Keywords: Correlation filter, Channel reliability, Tracker, Validator, Siamese convolutional neural network
Abstract: For most algorithms, the problem of Tracking target performance degradation in the case of fast moving,
illumination changes, target deformation, occlusion, out-of-plane rotation, low-resolution images, etc. This
paper proposes a tracking verification algorithm based on channel reliability. The tracker part of the
algorithm is tracked by the method of correlation filter based on channel reliability. By calculating the
reliability weight of each feature channel of the input correlation filter, and multiplying the weight by the
response of the corresponding channel to obtain the final response, so that the target positioning will be
more accurate. The validator part uses the Siamese dual input network in the deep learning convolutional
neural network. Every few frames, the verifier will verify the results of the tracker part of the algorithm. If
the reliability is verified, the tracking result will not be modified. Otherwise, the validator will re-detect the
target location and verify the reliability through the Siamese dual-input network. The tracker will regard this
location as the new location of our target continues to be tracked, making target tracking more durable and
robust. The experimental evaluation of the OTB13 video sequence proves that the proposed algorithm has
good adaptability to target fast motion, illumination change, target deformation, occlusion, and out-of-plane
rotation, and has good robustness.
1 INTRODUCTION
As one of the basic technologies of computer vision,
target tracking technology is widely used in video
surveillance, human-computer interaction, robot
(Smeulders and Chu, 2014) and other fields.

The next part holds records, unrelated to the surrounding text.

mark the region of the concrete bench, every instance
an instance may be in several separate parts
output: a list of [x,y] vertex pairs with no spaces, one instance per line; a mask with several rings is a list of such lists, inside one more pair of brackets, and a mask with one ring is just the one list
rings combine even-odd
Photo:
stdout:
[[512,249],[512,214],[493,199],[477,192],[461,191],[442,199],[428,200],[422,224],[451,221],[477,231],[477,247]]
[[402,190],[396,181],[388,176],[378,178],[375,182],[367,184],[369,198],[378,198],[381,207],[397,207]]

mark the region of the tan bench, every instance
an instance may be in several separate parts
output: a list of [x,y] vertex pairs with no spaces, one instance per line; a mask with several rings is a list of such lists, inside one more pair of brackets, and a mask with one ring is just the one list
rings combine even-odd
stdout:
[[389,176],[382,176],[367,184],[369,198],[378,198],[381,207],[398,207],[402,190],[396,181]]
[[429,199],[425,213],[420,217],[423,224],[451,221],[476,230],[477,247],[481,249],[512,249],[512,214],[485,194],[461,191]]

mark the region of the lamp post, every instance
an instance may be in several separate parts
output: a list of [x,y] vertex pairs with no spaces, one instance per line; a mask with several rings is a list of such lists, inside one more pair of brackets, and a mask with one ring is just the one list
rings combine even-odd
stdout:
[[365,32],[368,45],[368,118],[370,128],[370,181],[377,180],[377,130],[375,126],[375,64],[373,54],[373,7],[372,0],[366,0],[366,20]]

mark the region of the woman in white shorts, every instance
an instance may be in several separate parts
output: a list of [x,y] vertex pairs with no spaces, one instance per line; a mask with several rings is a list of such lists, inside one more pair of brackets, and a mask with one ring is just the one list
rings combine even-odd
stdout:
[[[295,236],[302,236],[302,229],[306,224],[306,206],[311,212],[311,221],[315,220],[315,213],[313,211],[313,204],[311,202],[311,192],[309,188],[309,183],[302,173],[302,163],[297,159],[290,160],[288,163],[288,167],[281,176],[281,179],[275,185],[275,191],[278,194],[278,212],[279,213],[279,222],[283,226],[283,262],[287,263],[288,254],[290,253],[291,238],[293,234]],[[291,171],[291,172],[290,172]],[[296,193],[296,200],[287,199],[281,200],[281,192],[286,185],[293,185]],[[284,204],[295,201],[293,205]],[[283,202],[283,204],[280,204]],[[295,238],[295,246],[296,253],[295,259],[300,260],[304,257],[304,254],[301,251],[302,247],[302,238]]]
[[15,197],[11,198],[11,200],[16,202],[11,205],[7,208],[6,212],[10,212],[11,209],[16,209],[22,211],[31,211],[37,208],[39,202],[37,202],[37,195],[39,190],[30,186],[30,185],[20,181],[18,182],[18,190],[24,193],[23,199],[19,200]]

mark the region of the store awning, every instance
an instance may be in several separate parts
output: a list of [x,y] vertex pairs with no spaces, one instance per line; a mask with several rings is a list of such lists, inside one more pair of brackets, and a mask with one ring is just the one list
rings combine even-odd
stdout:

Although the target tracking technology has
achieved a series of results in recent years, there are
still many difficulties and challenges in object
tracking, occlusion, rotation, illumination changes,
and posture changes.
Existing model-free visual tracking algorithms
are often classified as Discriminating or generating.

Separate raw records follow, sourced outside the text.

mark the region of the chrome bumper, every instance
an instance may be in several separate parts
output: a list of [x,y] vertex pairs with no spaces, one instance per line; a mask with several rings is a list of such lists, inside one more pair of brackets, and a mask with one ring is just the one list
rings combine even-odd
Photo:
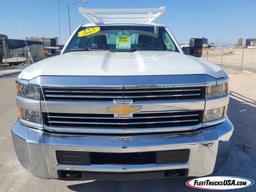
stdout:
[[[116,136],[47,132],[17,122],[12,128],[12,138],[20,164],[40,178],[57,179],[60,170],[124,173],[184,168],[189,170],[188,176],[201,177],[225,163],[233,129],[227,119],[194,132],[131,135],[131,141],[122,141]],[[180,164],[64,165],[58,164],[56,157],[56,150],[125,153],[186,148],[190,150],[189,161]]]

Discriminating algorithms can be learned by multi-
instance learning (MIL), compressed sensing, P-N
learning, structured output SVM (Hare, Golodetz,
Saffari, Vineet, Cheng, Hicks, and Torr, 2016),
online enhancement, and the like. In contrast, the
generated class tracker typically treats the tracking
as the most similar area of the search to the target.
To this end, various object appearance modeling
methods have been proposed, such as incremental
subspace learning and sparse representation (Fan
and Xiang, 2017) Currently, one of the new trends in
improving tracking accuracy is the use of deep
learning tracking methods (Fan and Ling, 2017, Ma,
Huang and Yang, 2015, Nam and Han, 2016)
because they have strong discriminative power, as
shown in (Nam and Han, 2016). However, the use of
deep learning-based tracking algorithms is
computationally intensive and less real-time.
Since MOSSE algorithm was proposed, the
correlation filter (CF) has been considered as a
robust and efficient method for visual tracking
problems (Bolme, Beveridge, Draper and Lui, 2010).
Currently, the proposed improvements based on the
MOSSE algorithm include the inclusion of kernel
and HOG features, the addition of color name
features or color histograms (Bertinetto, Valmadre,
Golodetz, Miksik, and Torr, 2016), and sparse fusion
tracking (Zhang, Bibi and Ghanem, 2016), adaptive
scales, mitigation of boundary effects (Danelljan,
Hager, Shahbaz Khan, and Felsberg, 2015), based on
Context-Aware correlation filter (Mueller, Smith,
Ghanem, 2017) and fusion of deep convolutional
network functions (Ma, Huang and Yang, 2015)
algorithm.